During the Flagstaff War soldiers from the 58th and 99th Regiments, casualties of the Battle of Ohaeawai (July 1845), were buried in the graveyard of St. John the Baptist Church, including Captain Grant of the 58th Regiment, and Lieutenant George Phillpotts of HMS Hazard. The mission station was used as the headquarters for the British army from 15 June 1845 to 6 October 1845, after which the mission lost support among the Māori. The mission station gradually fell into disrepair and the buildings were subsequently put up for sale.

Today the only remnant on the site is the house originally occupied by George Clarke, which is preserved by Heritage New Zealand as a museum. One of the other houses survives at the Butler Point Whaling Museum.
A third building was sold and moved to Kerikeri- located on Springbank Lane it is occupied to this day as a home.

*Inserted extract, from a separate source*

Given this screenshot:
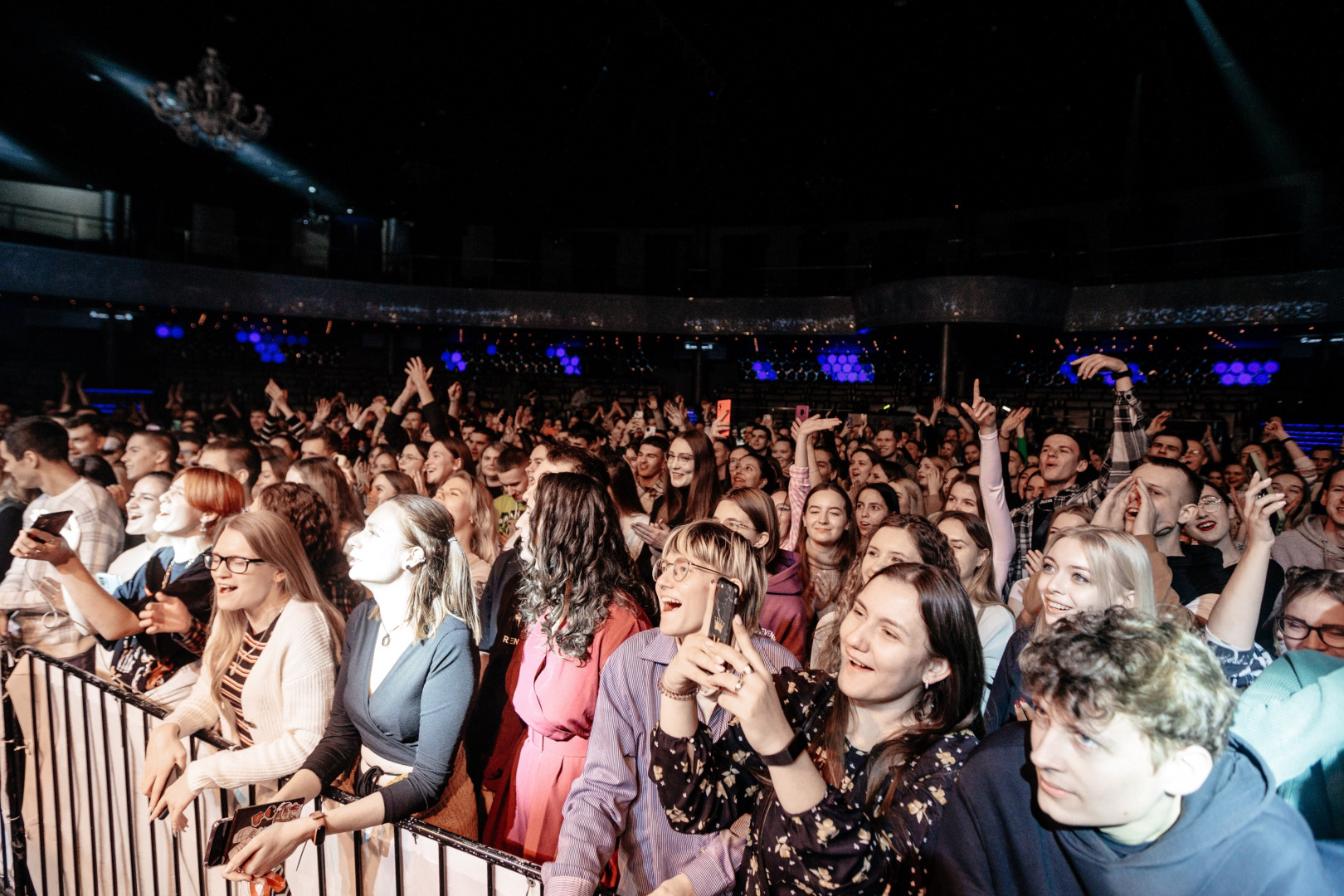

==CMS members appointed to Te Waimate Mission==

The members of the Church Missionary Society who were appointed to Te Waimate Mission include:
- William Yate, arrived in the Bay of Islands on 19 January 1828. In 1830 he was appointed to lead Te Waimate Mission, however his personal life became a matter of controversy and he was dismissed from the CMS in June 1834.
- George Clarke arrived in the Bay of Islands on 4 April 1824. He was first appointed to Kerikeri to work as a blacksmith, and later worked at Te Waimate Mission from 1830 to 1840 teaching the Māori students.
- Richard Davis, a farmer, arrived in the Bay of Islands on 7 May 1824. In 1830 he established a farm at the Waimate Mission and remained there until 1845. He was ordained on Trinity Sunday 1843. He was appointed to Kaikohe from 1845 to 1854, then he returned to Te Waimate Mission from 1854 to 1863.
- William Gilbert Puckey worked at Te Waimate Mission, then in 1834 he established the Kaitaia Mission. As he had become fluent in the language since arriving as a boy of 14, he was a useful translator for the CMS mission, including collaborating with William Williams on the translation of the New Testament in 1837 and its revision in 1844.
- James Hamlin, flax dresser and weaver, arrived in the Bay of Islands on 25 March 1826 with his wife Elizabeth on the same ship as William Williams and Jane Williams. He served as a catechist at Te Waimate Mission from 1830 to 1834. In 1834 Hamlin left to establish a mission station at Puriri (in Thames).
- William Williams moved to Te Waimate Mission in 1835, became the principal of the Waimate Boys’ School and continued his work on the translation of the Bible into Māori. In December 1839 Williams, his wife and their family left Waimate to establish the Poverty Bay Mission at Tūranga.
- Richard Taylor, arrived in the Bay of Islands in 1839. He was appointed as head of the school at Te Waimate Mission in 1839 and remained there until 1842. In 1842 Taylor moved to join the mission station at Whanganui.
- William Colenso, arrived in December 1834 to work as a printer at Paihia. In 1843 Colenso went to Te Waimate Mission to study for ordination. Ordained a deacon in 1844 Colenso was appointed to open a new mission station at Ahuriri, at Napier.
- Robert Maunsell arrived at Te Waimate Mission in 1835 and he was sent to established the Manukau mission station that same year. Maunsell became a leading scholar of the Māori language. After 1844 he worked with William Williams on the revision of the translation of the Bible. He revised the translation of the Old Testament into the Māori language, portions of which were published in 1840 with the full translation completed in 1857.
- Robert Burrows, was appointed to St. John the Baptist Church in 1844 and remained at Te Waimate Mission until 1854.
- Henry Williams, the Archdeacon of Te Waimate (1844–1867).
- Edward Blomfield Clarke, the son of George Clarke was appointed to St. John the Baptist Church (1863–1884); he then became the Archdeacon of Te Waimate (1870–1901).